FSF 2008 Fundraiser
// December 6th, 2008 // Free Software
Previously I blogged about the FSF 2007 Fundraiser and some of the cool things you get when you register as a member. The first time they did this, they recruited 300 new members, the second time 500 and now, the target is 800 new members.
Why join the FSF?
The Free Software Foundation’s primary source of income is donations. The Free Software Foundation has played a big part over the years to improve our accessibility to software and protect the rights of developers and users alike. Their high-priority projects have included:
- The creation of a completely free operating system, which has been achieved through both the GNU/Linux and BSD operating systems
- A free flash implementation, which is making good headway via the GNU Gnash project
- A free Java implementation, and Sun has committed to releasing Sun Java under a free license as well
- Maintaining the GNU licenses, including the GPL, LGPL and the relatively new AGPL.
- Campaigns such as Defective by Design (which is very important to me personally) and the Play Ogg campaign.

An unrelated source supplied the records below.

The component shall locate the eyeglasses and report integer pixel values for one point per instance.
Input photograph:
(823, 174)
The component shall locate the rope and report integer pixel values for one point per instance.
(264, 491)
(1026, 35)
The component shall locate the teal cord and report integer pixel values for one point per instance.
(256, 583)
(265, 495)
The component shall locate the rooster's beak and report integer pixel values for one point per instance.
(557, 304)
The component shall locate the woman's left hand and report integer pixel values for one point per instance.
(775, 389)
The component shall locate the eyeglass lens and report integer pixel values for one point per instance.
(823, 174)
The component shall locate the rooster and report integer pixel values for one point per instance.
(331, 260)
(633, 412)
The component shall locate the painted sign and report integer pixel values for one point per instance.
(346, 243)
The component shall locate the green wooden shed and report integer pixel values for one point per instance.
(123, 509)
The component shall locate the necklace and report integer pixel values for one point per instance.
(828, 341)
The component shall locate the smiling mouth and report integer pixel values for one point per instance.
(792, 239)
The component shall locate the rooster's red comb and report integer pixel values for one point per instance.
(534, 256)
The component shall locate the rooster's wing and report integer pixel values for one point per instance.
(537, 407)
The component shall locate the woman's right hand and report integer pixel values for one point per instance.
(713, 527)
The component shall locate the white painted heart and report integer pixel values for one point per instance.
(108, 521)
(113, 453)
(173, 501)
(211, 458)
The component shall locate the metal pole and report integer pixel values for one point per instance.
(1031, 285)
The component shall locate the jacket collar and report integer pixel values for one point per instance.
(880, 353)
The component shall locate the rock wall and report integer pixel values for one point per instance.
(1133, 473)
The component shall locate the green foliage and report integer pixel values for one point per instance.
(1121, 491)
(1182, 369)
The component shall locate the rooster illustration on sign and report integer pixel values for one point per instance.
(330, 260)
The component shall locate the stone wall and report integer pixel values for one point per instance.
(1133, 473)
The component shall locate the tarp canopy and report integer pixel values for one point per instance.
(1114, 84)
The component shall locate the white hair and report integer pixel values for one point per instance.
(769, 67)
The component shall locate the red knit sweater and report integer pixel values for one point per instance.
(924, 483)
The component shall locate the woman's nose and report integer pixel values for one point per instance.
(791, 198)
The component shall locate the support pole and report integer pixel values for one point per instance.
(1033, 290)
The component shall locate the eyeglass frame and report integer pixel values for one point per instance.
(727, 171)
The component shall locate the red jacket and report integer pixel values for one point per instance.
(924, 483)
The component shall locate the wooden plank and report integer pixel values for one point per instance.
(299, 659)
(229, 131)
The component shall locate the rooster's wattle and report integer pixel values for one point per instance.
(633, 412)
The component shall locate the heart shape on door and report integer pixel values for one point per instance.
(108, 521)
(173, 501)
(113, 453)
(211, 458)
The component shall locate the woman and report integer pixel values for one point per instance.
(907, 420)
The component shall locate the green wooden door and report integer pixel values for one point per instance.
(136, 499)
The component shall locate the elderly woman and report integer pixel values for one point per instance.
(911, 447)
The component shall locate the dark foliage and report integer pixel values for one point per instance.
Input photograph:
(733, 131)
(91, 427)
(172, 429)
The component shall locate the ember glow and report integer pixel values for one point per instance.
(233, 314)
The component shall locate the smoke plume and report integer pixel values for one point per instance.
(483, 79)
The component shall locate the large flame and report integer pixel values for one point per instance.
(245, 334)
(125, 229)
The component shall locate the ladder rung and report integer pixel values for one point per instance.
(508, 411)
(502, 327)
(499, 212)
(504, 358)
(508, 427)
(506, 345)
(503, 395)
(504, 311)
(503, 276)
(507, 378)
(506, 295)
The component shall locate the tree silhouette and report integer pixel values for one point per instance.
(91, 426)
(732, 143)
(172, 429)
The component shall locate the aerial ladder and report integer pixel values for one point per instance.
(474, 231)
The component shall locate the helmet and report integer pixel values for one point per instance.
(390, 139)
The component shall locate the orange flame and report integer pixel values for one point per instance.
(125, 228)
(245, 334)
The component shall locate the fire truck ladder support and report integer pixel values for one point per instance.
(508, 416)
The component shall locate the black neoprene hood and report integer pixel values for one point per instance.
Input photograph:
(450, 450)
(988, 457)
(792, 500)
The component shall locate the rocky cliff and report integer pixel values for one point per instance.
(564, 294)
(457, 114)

- Project hosting via the GNU Savannah site
Donations start from US$10 a month, and US$5 if you’re a student. It doesn’t sound like too much, but when enough members commit it goes a long way to help improving the FSF and what they can provide to us as free software users.
If you do sign up, please use my referer URL by clicking on the image above or on this link, they have a referrer program where they track how many members existing members have recruited. I had 5 which I thought was very little, but it gives me a #3 position currently on the referrers list. Richard Johnson, who is also an Ubuntero is also doing quite well on the list.
Some people often ask whether the Free Software Foundation is still relevant in a world where Free Software is already so abundant. Many people have (or have tried to) circumvented the practical benefits of free software by using Tivoization-like methods or by using Software Patents. I believe that the free software foundation is as relevant as ever and I will support them in what ever way I can.